Banking software providers have delivered some of the most solid and secure WAN connectivity for decades. From the early days of dedicated T1 circuits, to MPLS, VPN and now SD-WAN, the connections between software providers and banks, including Community Banking Connections, have been at the forefront of WAN technology.
They didn’t really have a choice. As the facilitator of financial transactions these connections must adhere to very strict security, compliance and availability requirements.
After completing more than 2000 deployments in the community banking connections space, and learning about the technical challenges of connecting digital banking solutions to core banking systems, we now know what they have always known – The greater the integration of networking and security, the easier it becomes to deploy, secure and manage their solutions.
<SASE enters the chat>
Recently, there has been an industry-wide surge of momentum towards tighter integration of security and networking functions. Driven by a move to the cloud and desire to deliver network security in a more seamless fashion, secure access service edge or SASE (pronounced ‘sassy’) architectures have sought to deliver on the needs of modern application infrastructure.
At its core, SASE converges WAN networking capabilities and remote user access with security such as firewalls, traffic inspection and other services into a single solution.
Bringing all of these elements together and managing as a unified cloud-delivered service provides a blanket of protection over all users, devices, data and applications.
The Fintech SASE Challenge
To maintain their banking customer’s security and compliance requirements fintechs add various security components to their infrastructure. To satisfy their application connectivity requirements they are moving toward software-defined networking solutions. SASE ties all of these things together in a way that allows fintech providers to deliver complete network security services to financial institutions (FI).
Due to their limited budgets and in-house specializations, community FIs in particular will look for fintech providers that can bring these services as a complete package.

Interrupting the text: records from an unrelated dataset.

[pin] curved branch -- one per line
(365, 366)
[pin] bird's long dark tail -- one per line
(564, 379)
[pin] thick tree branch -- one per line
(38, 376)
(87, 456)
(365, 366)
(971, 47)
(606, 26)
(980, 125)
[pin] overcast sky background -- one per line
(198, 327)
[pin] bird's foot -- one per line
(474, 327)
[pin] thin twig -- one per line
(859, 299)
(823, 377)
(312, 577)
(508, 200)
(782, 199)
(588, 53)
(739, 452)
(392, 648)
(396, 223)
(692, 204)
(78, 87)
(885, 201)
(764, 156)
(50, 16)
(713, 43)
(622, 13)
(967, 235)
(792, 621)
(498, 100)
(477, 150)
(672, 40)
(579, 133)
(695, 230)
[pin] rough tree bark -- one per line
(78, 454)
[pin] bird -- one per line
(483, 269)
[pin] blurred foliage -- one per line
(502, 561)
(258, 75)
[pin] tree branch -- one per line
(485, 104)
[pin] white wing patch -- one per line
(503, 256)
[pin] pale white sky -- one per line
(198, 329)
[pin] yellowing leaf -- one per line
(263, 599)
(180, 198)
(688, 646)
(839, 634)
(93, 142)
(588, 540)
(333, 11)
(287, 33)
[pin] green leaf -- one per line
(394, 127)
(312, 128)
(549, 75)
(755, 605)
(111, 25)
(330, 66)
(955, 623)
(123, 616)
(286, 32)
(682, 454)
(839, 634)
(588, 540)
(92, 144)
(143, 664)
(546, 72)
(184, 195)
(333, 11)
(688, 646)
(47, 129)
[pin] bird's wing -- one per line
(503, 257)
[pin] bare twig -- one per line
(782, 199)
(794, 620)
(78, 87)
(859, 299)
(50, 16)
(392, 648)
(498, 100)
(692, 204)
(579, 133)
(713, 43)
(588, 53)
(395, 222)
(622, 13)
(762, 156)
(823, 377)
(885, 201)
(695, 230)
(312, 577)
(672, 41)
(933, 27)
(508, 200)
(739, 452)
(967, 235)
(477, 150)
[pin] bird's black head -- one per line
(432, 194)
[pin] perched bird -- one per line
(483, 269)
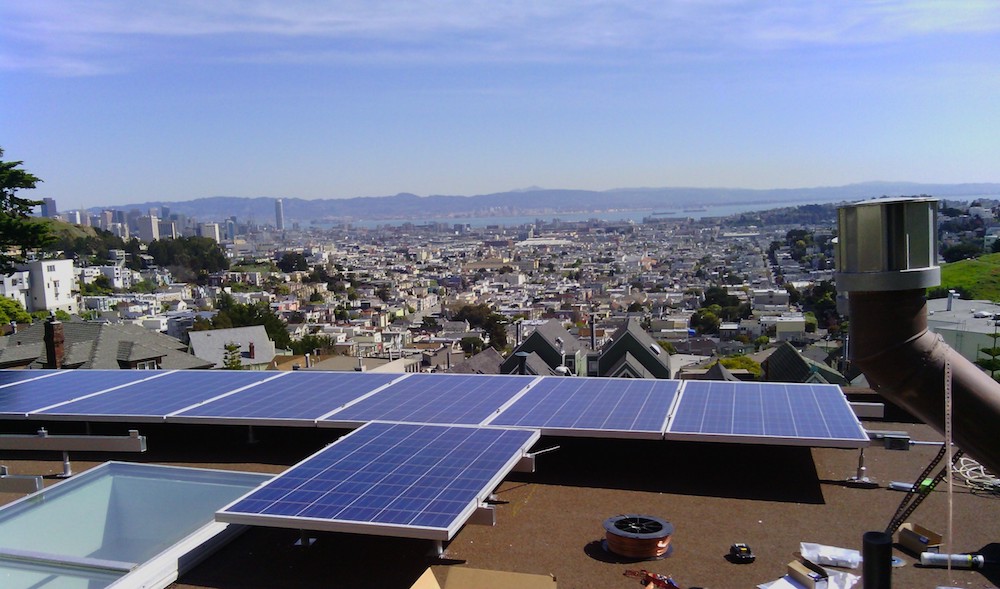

Currently, SASE exists as a North Star to security and networking vendors. While many agree that SASE is the future of network security, no single security or networking provider has emerged as having a complete SASE offering… though many are frantically trying to assemble one.
This means that fintech providers will be looking to build their own in-house SASE architectures and leveraging the existing best-of-breed security solutions already in place. This will require networking solutions that are “SASE compatible”.
Trustgrid Enables SASE Architectures
As a platform providing integrated remote access and site to site networking, Trustgrid allows fintech providers to build their own customized SASE solutions and deliver them seamlessly to their banking customers.
These banking focused SASE networks can be created in parallel to existing infrastructure or swapped out as networking hardware experiences normal end-of-life replacement. The flexibility of the platform allows application-to-core banking connections to be delivered as a turnkey service and allows these connections to add new network or security services as needed. The architecture’s centralized management capabilities then allow for all services to be centrally managed and monitored for anomalies that may impact a financial institution’s end users.
While the banking industry’s move to SASE is only in the second inning, it is a game that everyone is preparing to play and fintech providers will lead. Trustgrid provides the tools for this transition and accelerates the ability for both banks and fintech providers to take advantage of the next generation of banking connections.